Poco nos detenemos a pensar que a los españoles no sólo los acompañó la pólvora y la Escritura, sino también la difteria, el ajo, las borregas, el vino, el alfabeto, los gatos, la viruela, las vacas y el arado. La introducción de estos elementos en distintas latitudes se enfrentó con un sinnúmero de seres obstinados con su modo de vida y destruyó los acuerdos implícitos entre depredadores y presas. Con ello aparecerían territorios de nuevas disputas y nuevas lealtades que tardarían décadas en encontrar un nuevo equilibrio. En el mundo que se anunciaba, los sonidos, los sabores y las plegarias no serían nunca ya la mismas de antes. Los ritmos y el paisaje cobrarían una nueva textura.
Para negociar con una realidad desconocida, los primeros frailes comenzaron por consagrar espacios de adoración que hicieran presente a su Dios en estas tierras. Primero, para protegerlos en la adversidad y, más tarde, para pastorear a las almas de los indios. Como medios para trazar una línea entre lo desconocido y lo familiar, era necesario crear un recinto que comunicara también lo inferior con lo superior. Así, sobre los templos recientemente destruidos comenzó la construcción de iglesias. La función estabilizante y tranquilizante de las primeras edificaciones religiosas no debe ser infravalorada, pues, aunque en buena medida ellas fueran espacios para propagar la fe entre los infieles, también, en las primeras décadas, fue una forma de trazar un círculo de estabilidad dentro de una realidad frágil e incierta. En estos santuarios, mediante el cumplimiento regular de las funciones litúrgicas, se renueva cotidianamente el pacto de Dios con su creación, se demarca una zona interior de consuelo frente a las calamidades del afuera.

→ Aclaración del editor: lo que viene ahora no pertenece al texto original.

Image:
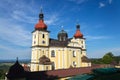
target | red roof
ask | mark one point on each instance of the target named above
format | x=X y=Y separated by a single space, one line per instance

La expansión del cristianismo formaba parte de la responsabilidad conferida por mandato divino a la corona española. Por ello, la evangelización fue llevada a cabo muy tempranamente, al inicio, por un pequeño grupo de clérigos seculares y de frailes, y poco a poco, conforme las labores expansivas rendían frutos, con la ayuda de jóvenes indígenas. De las órdenes mendicantes nacidas en el siglo XIII, las primeras en llegar a las Antillas y, en 1523, a la Nueva España, fueron los franciscanos. Desde Flandes, con Pedro de Gante al mando, llegaron los primeros tres; después, desde Castilla, acompañando a fray Martín de Valencia, doce. A ellos los siguieron miembros del clero secular y, en subsecuentes oleadas, dominicos (1526) y agustinos (1533). Al principio los números resultaban tan desfavorables que Fray Juan de Torquemada, en su Monarquía Indiana, decía: “Por lo dicho se verá […] cuán acosados y trabajados debían de andar aquellos primeros benditos padres, cuando eran tan pocos y las gentes tantas que parecían enjambres de langostas que cubrían la tierra, todos los cuales estaban por doctrinar y bautizar”.[1] El zumbido de la plaga de infieles debía ser dispersado por las labores de iluminación divina.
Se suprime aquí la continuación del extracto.